Faster regulatory approvals outside the United States are now the norm, and we are losing innovation due to our extraordinary regulatory requirements. Everything, even incremental changes to existing, approved technology, must go through the traditional approach. I think that's arcane and a waste of resources. New methods for collecting information for quicker, reasonable approvals must be implemented.

How are these forces influencing venture capital investment?
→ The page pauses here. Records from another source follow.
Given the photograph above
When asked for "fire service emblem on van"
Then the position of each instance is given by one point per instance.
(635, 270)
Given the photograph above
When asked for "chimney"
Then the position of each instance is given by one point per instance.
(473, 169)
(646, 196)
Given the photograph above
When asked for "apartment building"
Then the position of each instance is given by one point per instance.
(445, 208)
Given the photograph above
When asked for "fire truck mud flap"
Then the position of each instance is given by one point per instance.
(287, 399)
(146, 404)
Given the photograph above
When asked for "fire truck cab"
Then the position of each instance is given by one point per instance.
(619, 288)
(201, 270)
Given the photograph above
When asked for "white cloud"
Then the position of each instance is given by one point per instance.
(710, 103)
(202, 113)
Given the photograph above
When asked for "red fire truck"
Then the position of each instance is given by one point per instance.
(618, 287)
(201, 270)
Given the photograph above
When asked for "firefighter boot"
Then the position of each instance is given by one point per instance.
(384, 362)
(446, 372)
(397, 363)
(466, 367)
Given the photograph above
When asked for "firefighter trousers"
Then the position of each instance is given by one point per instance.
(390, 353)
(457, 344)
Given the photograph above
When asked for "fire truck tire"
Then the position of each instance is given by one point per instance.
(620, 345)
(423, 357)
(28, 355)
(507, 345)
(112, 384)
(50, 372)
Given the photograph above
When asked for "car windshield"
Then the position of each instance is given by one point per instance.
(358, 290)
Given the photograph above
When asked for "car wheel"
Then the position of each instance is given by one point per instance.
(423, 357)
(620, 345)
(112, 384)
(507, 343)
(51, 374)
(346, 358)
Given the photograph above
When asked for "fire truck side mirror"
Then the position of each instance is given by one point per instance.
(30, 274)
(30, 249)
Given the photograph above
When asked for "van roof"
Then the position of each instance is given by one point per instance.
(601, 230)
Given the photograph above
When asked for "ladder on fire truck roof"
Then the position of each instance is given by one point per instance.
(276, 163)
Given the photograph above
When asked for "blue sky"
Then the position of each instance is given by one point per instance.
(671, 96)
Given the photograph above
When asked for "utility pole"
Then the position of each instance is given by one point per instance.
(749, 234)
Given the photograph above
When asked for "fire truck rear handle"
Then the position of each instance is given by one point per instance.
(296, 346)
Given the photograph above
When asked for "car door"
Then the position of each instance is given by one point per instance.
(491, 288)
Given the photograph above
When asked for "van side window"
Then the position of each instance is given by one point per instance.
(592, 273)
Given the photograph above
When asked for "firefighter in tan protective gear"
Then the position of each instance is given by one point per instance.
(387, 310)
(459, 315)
Venture capitalists are looking to reduce risk, and they're reluctant to fund anything that requires an extensive regulatory process. If a technology makes it through the regulatory hurdles, but there is uncertainty on the payment side, there is even more reluctance for the venture capital community to commit funds. Investors are now very aware of the efforts it may take to get an optimal price for a new technology—and will accept the costs of doing the required economic studies needed to commercialize a product if the product is really game changing.

Smart investors will embrace products and companies like we've initiated at Intralign—procedures/products that have the potential for changing the cost curve delivered safely and effectively. The smart manufacturers that are thinking about delivering a service, not just a product, will be the winners. They will rise to the top, and investors will look to them as the place to play.

What is missing from the health care legislation, in your opinion?

The patients' responsibilities in their own care are not addressed effectively, and this issue will rise to the surface eventually. The patient has to assume some of the risk in terms of behavior and outcomes—it can't all fall on the physician practitioner. Another major concern in this construct is our current medicolegal environment. With more scrutiny on the appropriateness of testing and the protection-and-prevention approach to treatment, legaldriven medical practices must be reformed.